I think our main problem is that not enough people have gone through
this process, and it may seem more intimidating than it should be.
It is not actually a lot of work. The process is well documented and
already automated for the most part. The RM mostly runs release.py in
a series of steps, by following our docs.

Anyone on the PMC can do this. If you've made a commit to the project or
to the website, have reviewed fixes in STATUS and have communicated with
people in this project via mailing list and IRC, then you already know
everything you need to know to become the RM!

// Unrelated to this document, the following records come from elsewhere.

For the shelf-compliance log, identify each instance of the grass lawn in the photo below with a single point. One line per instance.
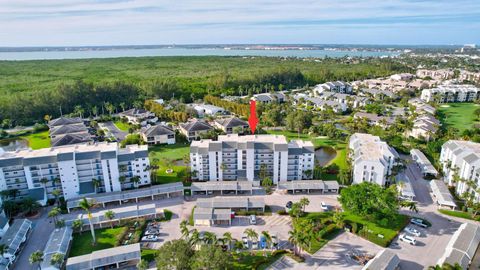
(459, 115)
(174, 152)
(459, 214)
(106, 238)
(321, 141)
(248, 260)
(122, 126)
(38, 140)
(374, 229)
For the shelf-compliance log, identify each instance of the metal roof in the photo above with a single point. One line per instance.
(104, 257)
(15, 234)
(231, 202)
(130, 194)
(384, 260)
(57, 243)
(441, 192)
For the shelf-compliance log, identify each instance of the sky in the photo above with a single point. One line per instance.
(151, 22)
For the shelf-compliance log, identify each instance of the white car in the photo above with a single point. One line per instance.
(150, 238)
(407, 238)
(418, 222)
(324, 206)
(253, 220)
(412, 231)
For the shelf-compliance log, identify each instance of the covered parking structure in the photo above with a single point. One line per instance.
(442, 195)
(462, 246)
(423, 163)
(222, 187)
(384, 260)
(15, 237)
(233, 203)
(59, 242)
(128, 212)
(309, 186)
(208, 216)
(167, 190)
(117, 257)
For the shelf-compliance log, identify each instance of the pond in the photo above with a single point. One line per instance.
(324, 155)
(13, 144)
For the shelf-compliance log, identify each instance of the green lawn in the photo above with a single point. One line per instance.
(106, 238)
(373, 229)
(459, 115)
(175, 152)
(122, 126)
(38, 140)
(249, 260)
(458, 214)
(321, 141)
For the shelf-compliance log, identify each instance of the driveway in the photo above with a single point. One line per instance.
(117, 133)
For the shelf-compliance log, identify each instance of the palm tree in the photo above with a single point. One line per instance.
(54, 213)
(36, 257)
(210, 238)
(96, 183)
(56, 193)
(77, 225)
(184, 229)
(251, 234)
(268, 238)
(110, 215)
(57, 259)
(87, 206)
(227, 237)
(304, 202)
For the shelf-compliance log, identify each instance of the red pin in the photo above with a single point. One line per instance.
(253, 120)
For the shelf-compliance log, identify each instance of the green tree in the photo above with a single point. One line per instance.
(174, 254)
(110, 215)
(210, 257)
(87, 207)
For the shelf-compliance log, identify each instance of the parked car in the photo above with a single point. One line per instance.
(263, 242)
(418, 222)
(324, 206)
(407, 238)
(150, 238)
(412, 231)
(253, 220)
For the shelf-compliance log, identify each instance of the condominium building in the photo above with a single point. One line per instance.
(372, 159)
(451, 93)
(76, 170)
(460, 162)
(235, 157)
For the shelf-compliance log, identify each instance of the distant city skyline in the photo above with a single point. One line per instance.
(149, 22)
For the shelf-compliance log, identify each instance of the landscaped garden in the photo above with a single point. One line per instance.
(169, 157)
(459, 115)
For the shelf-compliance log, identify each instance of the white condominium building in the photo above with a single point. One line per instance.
(372, 159)
(76, 170)
(460, 162)
(235, 157)
(451, 93)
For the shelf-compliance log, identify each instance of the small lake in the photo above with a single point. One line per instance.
(13, 144)
(324, 155)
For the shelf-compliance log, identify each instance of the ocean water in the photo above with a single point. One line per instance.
(41, 55)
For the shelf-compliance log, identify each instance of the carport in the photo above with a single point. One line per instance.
(234, 203)
(442, 194)
(168, 190)
(221, 187)
(210, 216)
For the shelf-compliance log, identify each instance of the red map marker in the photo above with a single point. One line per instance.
(253, 120)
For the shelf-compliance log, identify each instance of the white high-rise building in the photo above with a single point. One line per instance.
(460, 162)
(76, 170)
(235, 157)
(372, 159)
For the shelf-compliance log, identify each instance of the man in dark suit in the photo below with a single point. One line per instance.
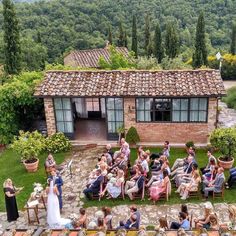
(216, 184)
(57, 180)
(95, 186)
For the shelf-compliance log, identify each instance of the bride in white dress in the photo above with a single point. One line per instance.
(54, 219)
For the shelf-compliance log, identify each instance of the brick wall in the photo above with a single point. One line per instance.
(174, 132)
(50, 118)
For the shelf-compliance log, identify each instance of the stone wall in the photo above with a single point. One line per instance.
(174, 132)
(50, 118)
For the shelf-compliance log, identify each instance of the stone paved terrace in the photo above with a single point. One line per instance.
(83, 162)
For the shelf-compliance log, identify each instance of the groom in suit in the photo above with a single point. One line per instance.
(95, 186)
(57, 180)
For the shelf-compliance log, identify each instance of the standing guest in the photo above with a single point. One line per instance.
(134, 210)
(57, 180)
(107, 217)
(95, 186)
(216, 184)
(10, 200)
(109, 150)
(207, 167)
(183, 222)
(166, 149)
(123, 145)
(231, 225)
(163, 224)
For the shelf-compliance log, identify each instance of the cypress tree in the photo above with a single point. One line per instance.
(11, 39)
(158, 49)
(125, 40)
(147, 33)
(200, 54)
(110, 35)
(233, 40)
(171, 41)
(134, 46)
(121, 39)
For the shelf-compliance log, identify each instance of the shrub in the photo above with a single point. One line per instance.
(189, 144)
(57, 142)
(230, 99)
(29, 145)
(225, 140)
(132, 136)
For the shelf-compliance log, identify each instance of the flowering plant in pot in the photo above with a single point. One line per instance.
(29, 146)
(224, 139)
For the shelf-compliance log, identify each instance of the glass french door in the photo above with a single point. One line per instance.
(64, 118)
(115, 116)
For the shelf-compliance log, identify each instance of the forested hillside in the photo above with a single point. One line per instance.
(54, 27)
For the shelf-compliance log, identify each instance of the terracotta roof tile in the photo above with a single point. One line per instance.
(131, 83)
(89, 58)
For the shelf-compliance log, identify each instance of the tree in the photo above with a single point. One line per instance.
(110, 35)
(171, 41)
(200, 54)
(121, 40)
(134, 46)
(233, 40)
(147, 33)
(11, 39)
(158, 49)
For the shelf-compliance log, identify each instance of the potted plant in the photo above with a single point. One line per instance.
(224, 139)
(121, 132)
(132, 136)
(29, 146)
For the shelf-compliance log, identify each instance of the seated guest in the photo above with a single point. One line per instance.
(205, 221)
(207, 167)
(123, 145)
(158, 189)
(214, 225)
(94, 188)
(232, 178)
(181, 169)
(231, 225)
(131, 223)
(109, 150)
(114, 185)
(183, 222)
(186, 172)
(185, 188)
(216, 184)
(134, 185)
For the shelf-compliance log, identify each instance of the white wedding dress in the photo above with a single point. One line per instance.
(54, 219)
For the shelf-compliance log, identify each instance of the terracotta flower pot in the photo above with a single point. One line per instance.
(226, 164)
(32, 167)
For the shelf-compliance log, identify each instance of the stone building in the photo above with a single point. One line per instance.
(178, 105)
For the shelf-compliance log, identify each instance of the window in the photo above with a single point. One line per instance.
(63, 112)
(115, 116)
(171, 110)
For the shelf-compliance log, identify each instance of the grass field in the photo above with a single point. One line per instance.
(11, 167)
(201, 158)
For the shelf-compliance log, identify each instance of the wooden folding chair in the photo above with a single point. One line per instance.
(219, 194)
(140, 194)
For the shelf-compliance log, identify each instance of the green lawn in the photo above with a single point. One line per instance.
(11, 167)
(174, 198)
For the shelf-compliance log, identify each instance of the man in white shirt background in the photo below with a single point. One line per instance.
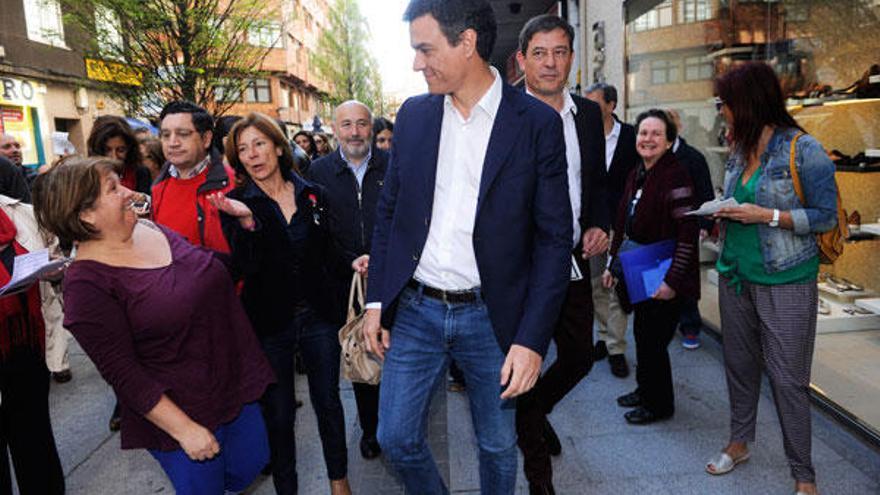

The main burden is to guess a future date for the release and then keep
track of our progress until the release is done. The RM should ensure we
don't miss the prospected date by a large margin. This requires constant
attention to the project for a while. If you cannot afford to spend roughly
half an hour per day on it for a week or two, you don't have enough time.

During this time, the RM mostly keeps track of things in STATUS and keeps
poking people to help with reviewing, testing, and signing.
The actual releasing is done by doing a few SVN commits, again via release.py.
And the RM writes release announcements, which is also automated by release.py.

There is a one-time effort to ensure that sending mail via your apache.org
account works; the ASF has an SMTP relay you can use for this purpose and
this needs to be configured in your mail client.

And you need a Linux system, which as we know is a show-stopper for some
of our developers. Anyone who wants to RM on Windows would need to port
the release.py process over first, which is probably a good chunk of work.
I would recommend setting up a Linux VM instead.